Why am I still involved in decisions I shouldn’t be anywhere near?
Why do capable people keep missing what feels obvious to me?
Why does this feel harder now than when the business was smaller?

You may have quietly concluded that the issue is your people.

More often than not, it isn’t.

It’s clarity.

What this looks like day to day

On a daily basis, lack of clarity shows up in small, irritating ways that don’t feel strategic at all.

You get the same questions coming back to you, often framed as “just checking…”
Decisions stall because people are waiting for approval they technically don’t need
Good people do work that is correct, but not quite what you had in mind
Meetings end with agreement, then everyone executes something slightly different
You stay busy all day but struggle to point at meaningful progress

Nothing is broken enough to demand attention. Which is exactly why it goes on.

What this looks like quarterly

Zoom out to a quarter and the patterns become harder to ignore.

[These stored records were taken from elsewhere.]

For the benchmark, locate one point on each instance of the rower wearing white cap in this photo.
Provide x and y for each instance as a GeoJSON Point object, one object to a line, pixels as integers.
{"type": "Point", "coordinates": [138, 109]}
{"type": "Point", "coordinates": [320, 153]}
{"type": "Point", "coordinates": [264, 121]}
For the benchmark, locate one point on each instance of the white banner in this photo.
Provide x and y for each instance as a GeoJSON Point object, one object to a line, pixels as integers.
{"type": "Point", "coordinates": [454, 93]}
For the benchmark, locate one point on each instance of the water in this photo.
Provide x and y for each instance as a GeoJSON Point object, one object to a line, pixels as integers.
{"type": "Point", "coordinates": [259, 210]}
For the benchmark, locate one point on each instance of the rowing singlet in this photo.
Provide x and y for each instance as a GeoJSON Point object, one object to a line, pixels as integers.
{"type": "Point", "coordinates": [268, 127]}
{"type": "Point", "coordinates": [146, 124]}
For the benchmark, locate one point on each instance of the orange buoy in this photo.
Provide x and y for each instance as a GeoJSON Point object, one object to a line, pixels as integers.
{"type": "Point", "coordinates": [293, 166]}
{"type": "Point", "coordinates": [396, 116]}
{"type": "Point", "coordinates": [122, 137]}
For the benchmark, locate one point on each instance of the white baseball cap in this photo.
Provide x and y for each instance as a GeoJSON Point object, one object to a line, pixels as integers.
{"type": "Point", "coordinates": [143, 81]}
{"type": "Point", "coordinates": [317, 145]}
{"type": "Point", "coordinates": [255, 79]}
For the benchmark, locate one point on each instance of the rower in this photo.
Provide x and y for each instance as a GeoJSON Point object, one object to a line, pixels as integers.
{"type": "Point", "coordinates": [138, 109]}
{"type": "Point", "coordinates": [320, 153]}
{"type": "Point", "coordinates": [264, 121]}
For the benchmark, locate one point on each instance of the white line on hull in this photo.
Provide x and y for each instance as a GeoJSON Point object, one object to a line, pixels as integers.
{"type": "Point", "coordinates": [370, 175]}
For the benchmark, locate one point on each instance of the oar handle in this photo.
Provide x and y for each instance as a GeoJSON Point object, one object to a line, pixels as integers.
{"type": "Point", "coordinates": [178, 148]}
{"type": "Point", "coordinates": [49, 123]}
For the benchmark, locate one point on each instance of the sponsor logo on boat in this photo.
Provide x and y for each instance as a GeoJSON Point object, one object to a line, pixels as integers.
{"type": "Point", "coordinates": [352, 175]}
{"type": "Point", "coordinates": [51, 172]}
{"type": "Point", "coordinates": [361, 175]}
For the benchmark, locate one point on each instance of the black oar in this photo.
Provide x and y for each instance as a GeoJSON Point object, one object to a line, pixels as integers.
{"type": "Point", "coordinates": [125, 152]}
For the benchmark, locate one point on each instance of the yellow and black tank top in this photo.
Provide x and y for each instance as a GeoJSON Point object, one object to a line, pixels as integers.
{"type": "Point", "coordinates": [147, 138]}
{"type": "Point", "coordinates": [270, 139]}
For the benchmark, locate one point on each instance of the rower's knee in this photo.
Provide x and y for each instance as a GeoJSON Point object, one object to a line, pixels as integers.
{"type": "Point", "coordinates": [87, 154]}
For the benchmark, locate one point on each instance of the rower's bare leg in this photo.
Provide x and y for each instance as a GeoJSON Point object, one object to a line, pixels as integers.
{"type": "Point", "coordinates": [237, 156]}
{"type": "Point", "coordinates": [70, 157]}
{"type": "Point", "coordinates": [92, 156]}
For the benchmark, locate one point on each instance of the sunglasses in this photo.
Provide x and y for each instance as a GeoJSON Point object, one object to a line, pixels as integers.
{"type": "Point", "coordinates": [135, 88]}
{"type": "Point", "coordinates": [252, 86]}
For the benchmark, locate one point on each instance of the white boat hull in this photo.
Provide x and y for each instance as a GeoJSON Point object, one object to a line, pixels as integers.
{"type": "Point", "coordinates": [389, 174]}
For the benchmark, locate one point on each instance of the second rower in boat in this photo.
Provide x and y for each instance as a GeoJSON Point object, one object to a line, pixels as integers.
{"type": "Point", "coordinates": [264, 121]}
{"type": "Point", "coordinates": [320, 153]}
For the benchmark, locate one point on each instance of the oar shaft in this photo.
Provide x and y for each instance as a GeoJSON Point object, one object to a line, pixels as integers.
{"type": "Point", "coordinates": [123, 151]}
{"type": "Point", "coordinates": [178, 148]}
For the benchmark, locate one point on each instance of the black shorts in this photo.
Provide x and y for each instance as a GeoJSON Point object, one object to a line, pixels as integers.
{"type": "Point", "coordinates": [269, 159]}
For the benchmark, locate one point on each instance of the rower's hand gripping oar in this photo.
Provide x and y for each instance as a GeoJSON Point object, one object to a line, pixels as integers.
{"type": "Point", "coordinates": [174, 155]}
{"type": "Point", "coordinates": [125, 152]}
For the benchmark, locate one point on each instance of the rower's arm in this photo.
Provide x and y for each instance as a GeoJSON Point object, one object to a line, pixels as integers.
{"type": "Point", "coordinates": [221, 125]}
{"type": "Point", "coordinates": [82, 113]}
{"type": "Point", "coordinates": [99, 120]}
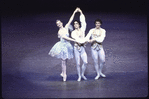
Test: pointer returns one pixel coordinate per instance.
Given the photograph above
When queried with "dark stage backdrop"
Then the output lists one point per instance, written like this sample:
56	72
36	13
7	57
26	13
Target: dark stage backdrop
28	32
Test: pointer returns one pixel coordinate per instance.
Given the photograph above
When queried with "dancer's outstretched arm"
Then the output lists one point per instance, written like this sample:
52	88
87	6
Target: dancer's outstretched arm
71	18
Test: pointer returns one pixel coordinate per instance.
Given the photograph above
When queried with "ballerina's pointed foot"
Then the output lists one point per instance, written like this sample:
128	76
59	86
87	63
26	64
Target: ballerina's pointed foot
97	77
64	77
103	75
61	74
84	77
79	79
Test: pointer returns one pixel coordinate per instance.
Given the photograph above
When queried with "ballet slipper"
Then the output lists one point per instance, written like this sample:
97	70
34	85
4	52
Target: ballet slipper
103	75
61	74
64	77
79	79
84	77
97	77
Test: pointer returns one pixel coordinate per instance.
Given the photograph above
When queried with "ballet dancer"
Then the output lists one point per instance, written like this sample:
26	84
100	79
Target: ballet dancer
79	50
63	49
97	35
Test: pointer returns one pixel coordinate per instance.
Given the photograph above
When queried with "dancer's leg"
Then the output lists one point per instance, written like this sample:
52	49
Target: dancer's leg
64	70
84	58
77	58
95	58
102	61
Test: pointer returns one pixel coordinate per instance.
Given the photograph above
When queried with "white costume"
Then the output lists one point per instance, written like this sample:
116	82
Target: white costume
79	49
97	49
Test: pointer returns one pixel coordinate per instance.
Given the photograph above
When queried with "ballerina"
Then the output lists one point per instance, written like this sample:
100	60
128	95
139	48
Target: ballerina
79	50
97	35
63	49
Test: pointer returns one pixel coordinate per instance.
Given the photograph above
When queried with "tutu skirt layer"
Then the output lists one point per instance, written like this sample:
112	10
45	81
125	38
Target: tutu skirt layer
62	49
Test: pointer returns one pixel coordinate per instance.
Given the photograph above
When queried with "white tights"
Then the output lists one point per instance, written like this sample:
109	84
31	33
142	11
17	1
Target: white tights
83	55
101	54
63	74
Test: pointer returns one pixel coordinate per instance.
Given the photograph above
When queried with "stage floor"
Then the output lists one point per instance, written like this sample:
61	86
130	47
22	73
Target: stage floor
29	72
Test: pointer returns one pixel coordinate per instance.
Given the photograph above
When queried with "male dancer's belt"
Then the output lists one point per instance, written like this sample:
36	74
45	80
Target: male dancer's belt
96	44
78	46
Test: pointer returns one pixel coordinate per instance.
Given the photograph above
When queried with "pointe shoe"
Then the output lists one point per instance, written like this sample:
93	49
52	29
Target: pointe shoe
103	75
61	74
79	79
97	77
84	77
64	78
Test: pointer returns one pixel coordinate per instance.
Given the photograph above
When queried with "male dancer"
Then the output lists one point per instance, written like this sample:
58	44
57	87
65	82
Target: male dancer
97	34
78	34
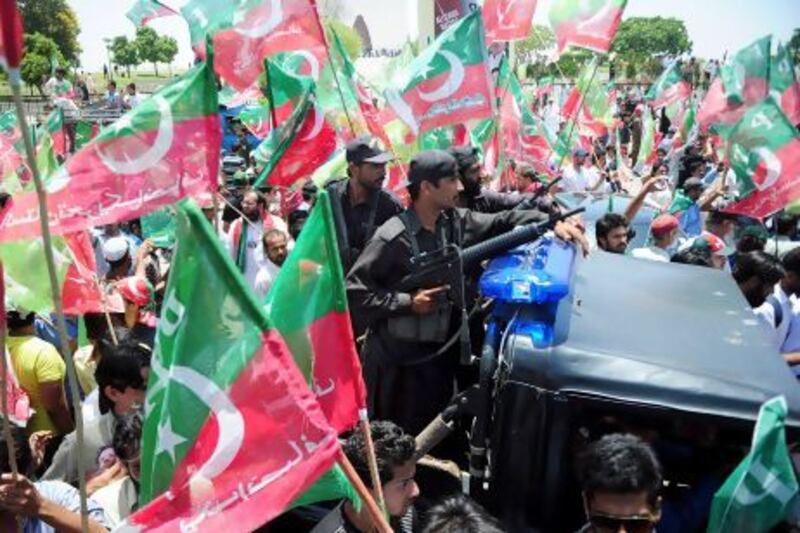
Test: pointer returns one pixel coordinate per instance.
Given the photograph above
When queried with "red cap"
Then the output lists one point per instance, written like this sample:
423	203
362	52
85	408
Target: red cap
664	224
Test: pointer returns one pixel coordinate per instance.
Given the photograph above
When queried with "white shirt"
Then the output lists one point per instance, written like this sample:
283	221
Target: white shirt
579	180
767	312
652	253
264	278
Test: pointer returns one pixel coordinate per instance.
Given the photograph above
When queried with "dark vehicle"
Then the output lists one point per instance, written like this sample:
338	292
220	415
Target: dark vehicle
580	348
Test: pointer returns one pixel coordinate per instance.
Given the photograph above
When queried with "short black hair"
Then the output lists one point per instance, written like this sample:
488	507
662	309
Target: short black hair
127	440
757	264
693	255
620	464
17	320
393	448
459	514
121	368
791	261
608	222
22	451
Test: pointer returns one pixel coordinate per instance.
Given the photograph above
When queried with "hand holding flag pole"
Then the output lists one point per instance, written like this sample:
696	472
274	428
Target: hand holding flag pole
11	40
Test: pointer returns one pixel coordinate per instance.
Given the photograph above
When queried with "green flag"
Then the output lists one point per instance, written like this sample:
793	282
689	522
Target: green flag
758	494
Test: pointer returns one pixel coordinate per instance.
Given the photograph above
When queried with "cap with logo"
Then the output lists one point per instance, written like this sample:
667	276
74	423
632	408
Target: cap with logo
366	149
432	165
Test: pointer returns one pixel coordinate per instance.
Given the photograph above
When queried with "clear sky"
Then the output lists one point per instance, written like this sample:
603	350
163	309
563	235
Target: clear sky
714	26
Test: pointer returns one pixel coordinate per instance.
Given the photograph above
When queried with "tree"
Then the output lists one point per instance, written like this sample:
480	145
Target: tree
36	67
640	41
56	20
167	49
155	48
351	40
125	53
794	46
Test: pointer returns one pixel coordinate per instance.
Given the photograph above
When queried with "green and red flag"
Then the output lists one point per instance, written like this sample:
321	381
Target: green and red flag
508	20
11	158
163	150
742	83
85	131
669	88
232	433
319	333
245	33
26	274
764	152
54	126
783	84
10	37
448	83
144	11
588	104
256	118
761	491
589	24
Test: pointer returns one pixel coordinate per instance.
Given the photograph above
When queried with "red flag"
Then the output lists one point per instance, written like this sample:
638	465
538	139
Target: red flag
278	411
10	35
508	20
80	292
267	29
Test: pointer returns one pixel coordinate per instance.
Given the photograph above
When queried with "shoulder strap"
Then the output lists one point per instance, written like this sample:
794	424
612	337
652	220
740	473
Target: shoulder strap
777	309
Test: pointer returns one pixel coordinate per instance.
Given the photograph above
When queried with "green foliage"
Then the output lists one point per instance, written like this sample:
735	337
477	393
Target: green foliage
155	48
125	53
641	40
35	68
794	46
349	37
56	20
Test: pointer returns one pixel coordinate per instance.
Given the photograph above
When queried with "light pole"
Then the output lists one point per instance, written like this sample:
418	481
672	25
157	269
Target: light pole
107	40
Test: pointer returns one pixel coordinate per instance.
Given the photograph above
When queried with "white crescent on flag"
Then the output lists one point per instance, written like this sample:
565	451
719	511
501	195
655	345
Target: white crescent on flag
154	154
319	118
453	82
773	166
262	29
229	419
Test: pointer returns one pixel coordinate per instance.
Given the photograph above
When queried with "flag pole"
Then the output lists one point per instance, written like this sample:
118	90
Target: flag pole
369	451
578	112
12	455
336	76
14	81
378	518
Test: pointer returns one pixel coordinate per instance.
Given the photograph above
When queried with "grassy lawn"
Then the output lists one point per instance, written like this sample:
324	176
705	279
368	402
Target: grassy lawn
145	79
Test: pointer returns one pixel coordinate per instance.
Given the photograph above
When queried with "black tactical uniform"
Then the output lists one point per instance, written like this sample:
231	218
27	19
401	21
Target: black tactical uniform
355	224
404	384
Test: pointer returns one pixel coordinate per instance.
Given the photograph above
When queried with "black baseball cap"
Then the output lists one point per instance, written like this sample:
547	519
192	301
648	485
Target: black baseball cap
365	149
466	156
432	165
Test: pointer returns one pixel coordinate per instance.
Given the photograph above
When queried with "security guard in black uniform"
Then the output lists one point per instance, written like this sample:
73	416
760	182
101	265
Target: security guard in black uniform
408	382
360	204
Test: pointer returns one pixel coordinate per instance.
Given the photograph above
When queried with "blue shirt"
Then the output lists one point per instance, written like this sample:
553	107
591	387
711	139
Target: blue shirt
67	497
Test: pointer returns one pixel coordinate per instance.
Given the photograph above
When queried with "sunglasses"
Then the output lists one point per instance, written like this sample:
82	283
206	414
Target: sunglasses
630	524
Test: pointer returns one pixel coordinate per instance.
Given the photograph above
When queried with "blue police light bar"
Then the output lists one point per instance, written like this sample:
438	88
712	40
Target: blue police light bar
535	273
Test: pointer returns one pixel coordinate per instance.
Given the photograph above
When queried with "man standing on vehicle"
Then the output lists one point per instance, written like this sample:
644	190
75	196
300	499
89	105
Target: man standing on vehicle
410	357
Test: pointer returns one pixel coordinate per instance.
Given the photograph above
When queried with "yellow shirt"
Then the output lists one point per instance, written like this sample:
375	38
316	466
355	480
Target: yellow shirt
36	361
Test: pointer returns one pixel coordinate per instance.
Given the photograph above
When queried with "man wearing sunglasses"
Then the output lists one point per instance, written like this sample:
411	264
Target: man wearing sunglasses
621	479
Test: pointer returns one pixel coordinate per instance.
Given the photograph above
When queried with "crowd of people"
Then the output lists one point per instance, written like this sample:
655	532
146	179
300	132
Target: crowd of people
405	336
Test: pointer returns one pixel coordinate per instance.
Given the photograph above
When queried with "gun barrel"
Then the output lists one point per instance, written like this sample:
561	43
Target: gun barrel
512	239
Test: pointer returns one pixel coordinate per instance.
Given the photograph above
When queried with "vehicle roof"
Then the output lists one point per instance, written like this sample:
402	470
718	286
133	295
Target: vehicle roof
675	336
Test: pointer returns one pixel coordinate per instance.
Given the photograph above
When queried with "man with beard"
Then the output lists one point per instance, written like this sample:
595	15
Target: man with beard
360	204
276	249
246	234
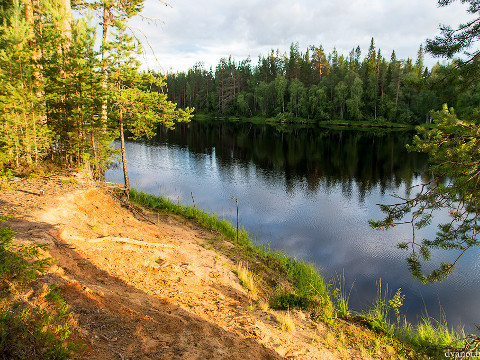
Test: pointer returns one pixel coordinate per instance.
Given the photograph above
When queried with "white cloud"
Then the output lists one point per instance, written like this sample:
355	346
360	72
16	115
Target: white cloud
204	31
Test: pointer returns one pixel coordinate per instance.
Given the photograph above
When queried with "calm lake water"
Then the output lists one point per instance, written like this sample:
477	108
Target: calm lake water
310	192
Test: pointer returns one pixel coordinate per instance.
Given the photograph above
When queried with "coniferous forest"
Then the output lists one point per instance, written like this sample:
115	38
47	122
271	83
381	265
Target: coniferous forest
65	98
318	86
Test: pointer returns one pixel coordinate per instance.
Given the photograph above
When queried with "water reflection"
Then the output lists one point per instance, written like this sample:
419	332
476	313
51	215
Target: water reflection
310	192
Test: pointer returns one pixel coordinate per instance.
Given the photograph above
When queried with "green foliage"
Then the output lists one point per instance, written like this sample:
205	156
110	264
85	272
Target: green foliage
310	288
453	148
20	263
315	86
28	330
452	42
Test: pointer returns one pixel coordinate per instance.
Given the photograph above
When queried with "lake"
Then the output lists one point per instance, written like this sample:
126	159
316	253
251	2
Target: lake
310	192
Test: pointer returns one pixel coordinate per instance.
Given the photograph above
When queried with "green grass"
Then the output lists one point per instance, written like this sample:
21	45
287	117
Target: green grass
430	337
309	287
309	290
29	329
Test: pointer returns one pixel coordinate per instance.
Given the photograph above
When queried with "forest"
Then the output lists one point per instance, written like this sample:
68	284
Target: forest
318	86
63	96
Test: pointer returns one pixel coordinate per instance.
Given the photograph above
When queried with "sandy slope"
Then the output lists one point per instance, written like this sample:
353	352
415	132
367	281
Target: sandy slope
147	291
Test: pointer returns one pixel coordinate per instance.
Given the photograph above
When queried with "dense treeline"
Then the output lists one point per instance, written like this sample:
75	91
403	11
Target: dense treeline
62	97
314	85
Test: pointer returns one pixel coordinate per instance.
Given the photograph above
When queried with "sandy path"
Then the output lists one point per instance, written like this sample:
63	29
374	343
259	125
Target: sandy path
147	291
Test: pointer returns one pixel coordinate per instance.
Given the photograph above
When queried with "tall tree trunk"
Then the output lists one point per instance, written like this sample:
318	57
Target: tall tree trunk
124	156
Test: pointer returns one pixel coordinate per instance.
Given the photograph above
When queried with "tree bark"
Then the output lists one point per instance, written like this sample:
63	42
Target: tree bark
124	156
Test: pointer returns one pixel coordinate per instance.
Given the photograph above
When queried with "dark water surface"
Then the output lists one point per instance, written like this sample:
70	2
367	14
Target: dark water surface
310	192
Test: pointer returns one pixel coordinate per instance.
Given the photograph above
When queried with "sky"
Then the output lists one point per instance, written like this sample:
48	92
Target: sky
193	31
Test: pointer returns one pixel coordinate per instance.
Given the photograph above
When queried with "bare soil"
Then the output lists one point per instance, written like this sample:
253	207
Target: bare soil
149	290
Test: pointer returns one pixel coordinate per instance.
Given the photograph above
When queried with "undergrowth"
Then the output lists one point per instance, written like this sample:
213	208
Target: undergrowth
428	338
31	327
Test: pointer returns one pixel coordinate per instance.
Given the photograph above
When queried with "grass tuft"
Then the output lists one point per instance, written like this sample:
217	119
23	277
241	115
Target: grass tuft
246	278
285	321
28	329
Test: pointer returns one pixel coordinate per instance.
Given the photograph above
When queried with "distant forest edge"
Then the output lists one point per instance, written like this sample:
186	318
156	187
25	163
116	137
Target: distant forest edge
315	86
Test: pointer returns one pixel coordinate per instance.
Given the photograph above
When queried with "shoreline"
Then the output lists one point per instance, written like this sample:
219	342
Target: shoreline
123	267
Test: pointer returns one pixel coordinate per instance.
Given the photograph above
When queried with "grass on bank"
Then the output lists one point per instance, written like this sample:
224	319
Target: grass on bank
309	289
429	338
34	324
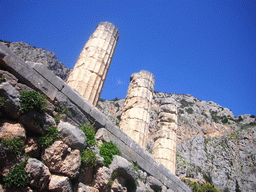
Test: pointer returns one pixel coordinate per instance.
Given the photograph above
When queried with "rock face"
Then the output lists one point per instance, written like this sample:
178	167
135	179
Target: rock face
38	55
93	63
38	173
136	112
72	136
61	160
164	149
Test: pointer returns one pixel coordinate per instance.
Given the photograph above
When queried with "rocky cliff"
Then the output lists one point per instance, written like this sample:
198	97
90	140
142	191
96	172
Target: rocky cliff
39	55
212	144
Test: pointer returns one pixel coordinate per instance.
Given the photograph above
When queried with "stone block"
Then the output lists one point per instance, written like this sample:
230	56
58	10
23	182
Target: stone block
47	74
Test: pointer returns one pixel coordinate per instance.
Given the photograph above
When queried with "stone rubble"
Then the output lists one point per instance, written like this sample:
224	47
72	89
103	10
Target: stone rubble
135	116
91	68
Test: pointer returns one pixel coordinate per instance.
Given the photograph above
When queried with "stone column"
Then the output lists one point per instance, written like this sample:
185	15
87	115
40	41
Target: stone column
136	113
164	149
91	68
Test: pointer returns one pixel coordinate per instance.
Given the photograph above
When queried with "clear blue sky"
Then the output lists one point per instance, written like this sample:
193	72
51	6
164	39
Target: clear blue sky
198	47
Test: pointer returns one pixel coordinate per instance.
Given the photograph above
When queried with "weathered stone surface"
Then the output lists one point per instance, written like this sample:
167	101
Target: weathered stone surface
11	100
39	175
119	185
72	136
86	175
164	149
8	77
61	160
8	159
38	122
102	176
136	112
92	65
124	168
60	184
32	147
154	183
9	129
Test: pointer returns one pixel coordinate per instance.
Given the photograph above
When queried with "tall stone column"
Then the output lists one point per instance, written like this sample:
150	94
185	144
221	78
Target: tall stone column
164	149
91	68
136	113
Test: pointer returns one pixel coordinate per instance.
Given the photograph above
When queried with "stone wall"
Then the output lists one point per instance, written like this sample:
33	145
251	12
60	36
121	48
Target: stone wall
91	68
40	78
164	149
136	112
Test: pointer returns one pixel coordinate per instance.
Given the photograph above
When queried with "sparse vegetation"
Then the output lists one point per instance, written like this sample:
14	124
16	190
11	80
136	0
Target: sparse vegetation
17	177
32	100
16	145
190	110
50	137
88	130
107	151
88	158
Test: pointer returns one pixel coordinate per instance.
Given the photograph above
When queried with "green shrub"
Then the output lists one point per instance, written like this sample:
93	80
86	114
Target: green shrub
2	78
2	102
17	177
107	150
89	133
50	137
181	111
32	100
190	110
16	145
88	158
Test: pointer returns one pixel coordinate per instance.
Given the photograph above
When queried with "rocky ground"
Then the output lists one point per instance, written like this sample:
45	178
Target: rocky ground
212	144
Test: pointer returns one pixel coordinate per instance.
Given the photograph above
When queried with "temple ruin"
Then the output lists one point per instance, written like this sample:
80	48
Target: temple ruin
91	68
164	149
136	113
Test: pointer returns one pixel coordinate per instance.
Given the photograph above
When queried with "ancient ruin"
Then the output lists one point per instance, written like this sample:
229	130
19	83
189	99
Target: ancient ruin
91	68
136	113
164	149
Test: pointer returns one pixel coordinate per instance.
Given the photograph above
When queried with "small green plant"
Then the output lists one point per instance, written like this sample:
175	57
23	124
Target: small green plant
50	137
110	182
17	177
88	158
2	78
16	145
190	110
89	133
107	150
32	100
2	102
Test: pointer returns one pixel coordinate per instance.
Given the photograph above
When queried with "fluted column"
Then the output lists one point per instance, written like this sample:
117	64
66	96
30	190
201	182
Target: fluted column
164	149
91	68
136	113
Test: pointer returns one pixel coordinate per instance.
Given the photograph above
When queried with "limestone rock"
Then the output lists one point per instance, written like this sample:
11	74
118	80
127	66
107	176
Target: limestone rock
11	100
72	136
61	160
9	129
102	176
38	122
32	147
8	159
8	77
135	117
38	173
119	185
154	183
86	175
92	65
124	168
60	184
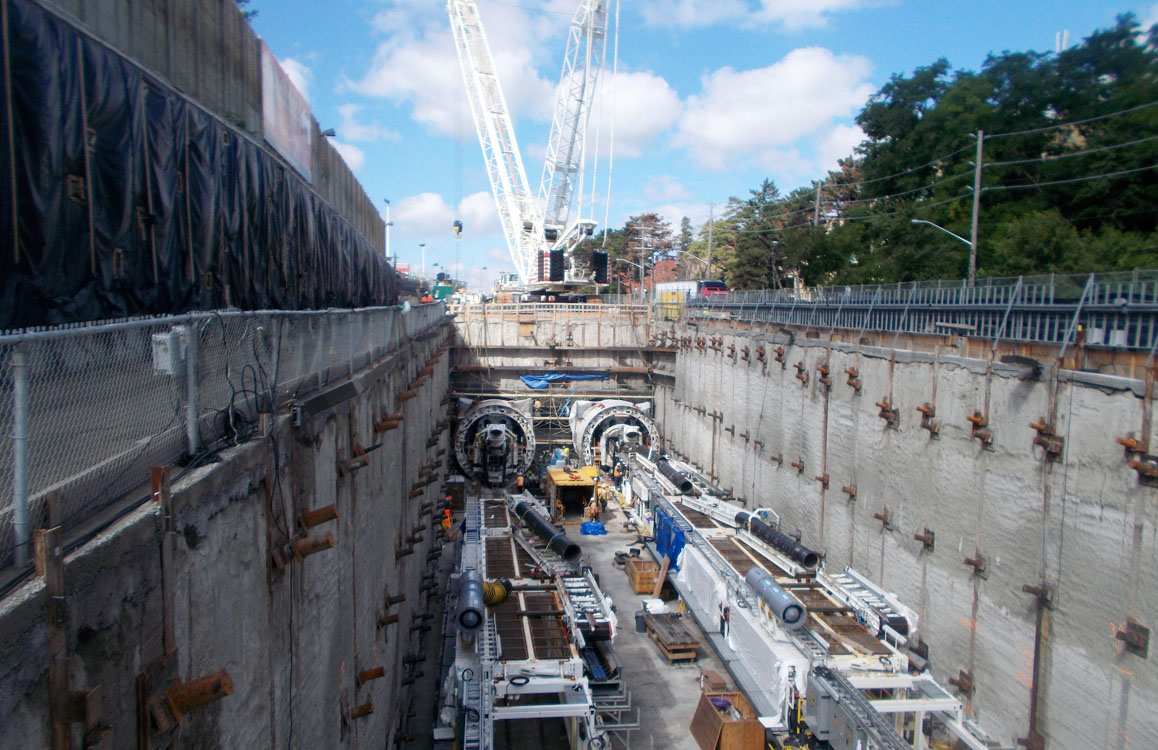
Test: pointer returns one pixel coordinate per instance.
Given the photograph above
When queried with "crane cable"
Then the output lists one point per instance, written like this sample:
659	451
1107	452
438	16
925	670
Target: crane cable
610	148
599	130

Quarterly goals are missed or only partially achieved, despite plenty of activity
Different teams interpret priorities in different ways
Projects drag on because no one was clear what “done” actually meant
Performance conversations feel vague and uncomfortable
You find yourself back in the detail to keep things moving

Usually, this is not a people problem.

What this looks like annually

Left alone for a year, clarity problems quietly tax the business.

Growth slows or becomes unpredictable
Capable people leave, often saying they want “something different”
Culture becomes inconsistent because expectations were never explicit
You finish the year exhausted, but can’t quite explain why
Planning for the next year feels heavier than it should

Why this happens as you grow

This is a leadership failure that arises as a side effect of growth.

In the early days, clarity lives in your head. Everyone is close enough to absorb it through constant conversation and shared context.

As your business grows, implicit clarity disappears.

How to fix it

Start with the long view. Make the direction of travel clear.
Set quarterly priorities that clearly serve that future.
Break execution down into monthly milestones and weekly plans.
Build accountability from the top down.
Focus on pride in doing good work, not incentives and threats.

The quiet payoff

The result is clarity, and the business feels much easier.